Et surtout, ils ont discuté, réfléchi, affiné, élargi leur éducation politique et donc défini plus précisément leurs objectifs de démocratie avant tout en se retrouvant sur le RIC (Referendum d'Initiative Citoyenne) qui leur paraît être le premier pas vers le recouvrement de leur pouvoir légitime. C'était d'ailleurs une des promesses électorales de Ménard, comme les comités citoyens, mais il y a renoncé officiellement, arguant que « c'était trop cher ». Autant en emporte le vent.

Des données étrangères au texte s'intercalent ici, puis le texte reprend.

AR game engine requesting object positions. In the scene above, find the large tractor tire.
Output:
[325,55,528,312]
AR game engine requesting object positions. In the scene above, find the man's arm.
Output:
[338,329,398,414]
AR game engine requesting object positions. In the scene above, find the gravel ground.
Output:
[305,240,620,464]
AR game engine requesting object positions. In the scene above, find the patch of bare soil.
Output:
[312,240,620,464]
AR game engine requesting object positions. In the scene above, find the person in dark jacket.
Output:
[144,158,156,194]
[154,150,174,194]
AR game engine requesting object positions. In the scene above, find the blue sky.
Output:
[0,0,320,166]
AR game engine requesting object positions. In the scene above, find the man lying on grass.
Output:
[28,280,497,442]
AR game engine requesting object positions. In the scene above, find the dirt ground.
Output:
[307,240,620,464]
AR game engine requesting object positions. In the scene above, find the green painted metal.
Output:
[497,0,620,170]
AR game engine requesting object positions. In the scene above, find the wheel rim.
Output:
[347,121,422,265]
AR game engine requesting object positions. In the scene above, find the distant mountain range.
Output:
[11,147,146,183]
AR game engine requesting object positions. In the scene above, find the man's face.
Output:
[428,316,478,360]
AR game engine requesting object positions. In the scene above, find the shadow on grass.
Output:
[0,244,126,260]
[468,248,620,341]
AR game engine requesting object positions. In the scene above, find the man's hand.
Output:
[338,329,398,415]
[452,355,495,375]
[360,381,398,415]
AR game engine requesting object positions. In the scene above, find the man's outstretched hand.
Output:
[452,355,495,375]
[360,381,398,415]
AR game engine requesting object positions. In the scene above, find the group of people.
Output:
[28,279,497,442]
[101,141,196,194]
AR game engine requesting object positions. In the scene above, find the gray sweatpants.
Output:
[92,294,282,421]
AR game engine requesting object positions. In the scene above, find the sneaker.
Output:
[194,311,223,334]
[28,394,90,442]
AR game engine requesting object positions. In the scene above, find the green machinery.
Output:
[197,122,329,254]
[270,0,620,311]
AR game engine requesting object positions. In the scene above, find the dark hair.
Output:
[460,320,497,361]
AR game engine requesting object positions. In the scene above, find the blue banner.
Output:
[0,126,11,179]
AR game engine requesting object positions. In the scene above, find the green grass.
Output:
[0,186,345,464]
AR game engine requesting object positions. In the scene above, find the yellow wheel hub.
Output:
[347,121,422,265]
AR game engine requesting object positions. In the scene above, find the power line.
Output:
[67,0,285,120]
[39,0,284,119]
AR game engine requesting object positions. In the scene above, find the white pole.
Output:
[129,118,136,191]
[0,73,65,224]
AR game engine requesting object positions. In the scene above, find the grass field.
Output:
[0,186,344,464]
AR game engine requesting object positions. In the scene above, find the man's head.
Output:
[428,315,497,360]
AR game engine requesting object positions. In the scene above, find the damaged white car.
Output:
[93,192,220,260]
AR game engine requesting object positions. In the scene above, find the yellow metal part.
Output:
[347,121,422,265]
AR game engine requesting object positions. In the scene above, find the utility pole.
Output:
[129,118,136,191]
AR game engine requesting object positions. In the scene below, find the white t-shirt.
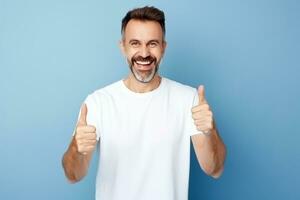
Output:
[81,77,201,200]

Ils ne se trompent pas sur la difficulté à la mise en œuvre d'un RIC, le seul referendum admis est le RI Partagé entre le gouvernement, le parlement et les citoyens. Mais ils ont mis la barre très haut et c'est tout à leur honneur.
Ils sont fatigués, certains très « remontés » envers le pouvoir aveugle et sourd et ses forces de l' « ordre » qui n'ont pas honte de leur attribuer l'initiative de la violence.

Mais ils sont déterminés à tenir, malgré les difficultés, peut-être sous une autre forme qu'ils gardent pour eux, à ne pas se doter de chefs, de structures pyramidales ou de représentants officiels, certains étant tout de même des relais bouillonnants et rassurants. Ils rejettent toute récupération par les partis politiques qu'ils accusent d'échec.

Pierre Rosanvallon, à la radio ce 5 janvier, donne ses définitions de la démocratie qui est en fait LA revendication : « La démocratie, c'est donner une voix (et une voie NDLR) à chacun » et « la démocratie, c'est la société des égaux ». Il constate l'évolution de la société et préconise un « changement de lunettes » aux dirigeants.

Cela faisait longtemps que le pays, dépressif, résigné devant le rouleau compresseur n'avait pas été traversé par un souffle rafraîchissant, tenace, populaire et joyeux. Grâce leur soit rendue et que vive ce beau mouvement.

 1) « Godillots » était le qualificatif dont de Gaulle avait qualifié un parlement soumis à l'exécutif.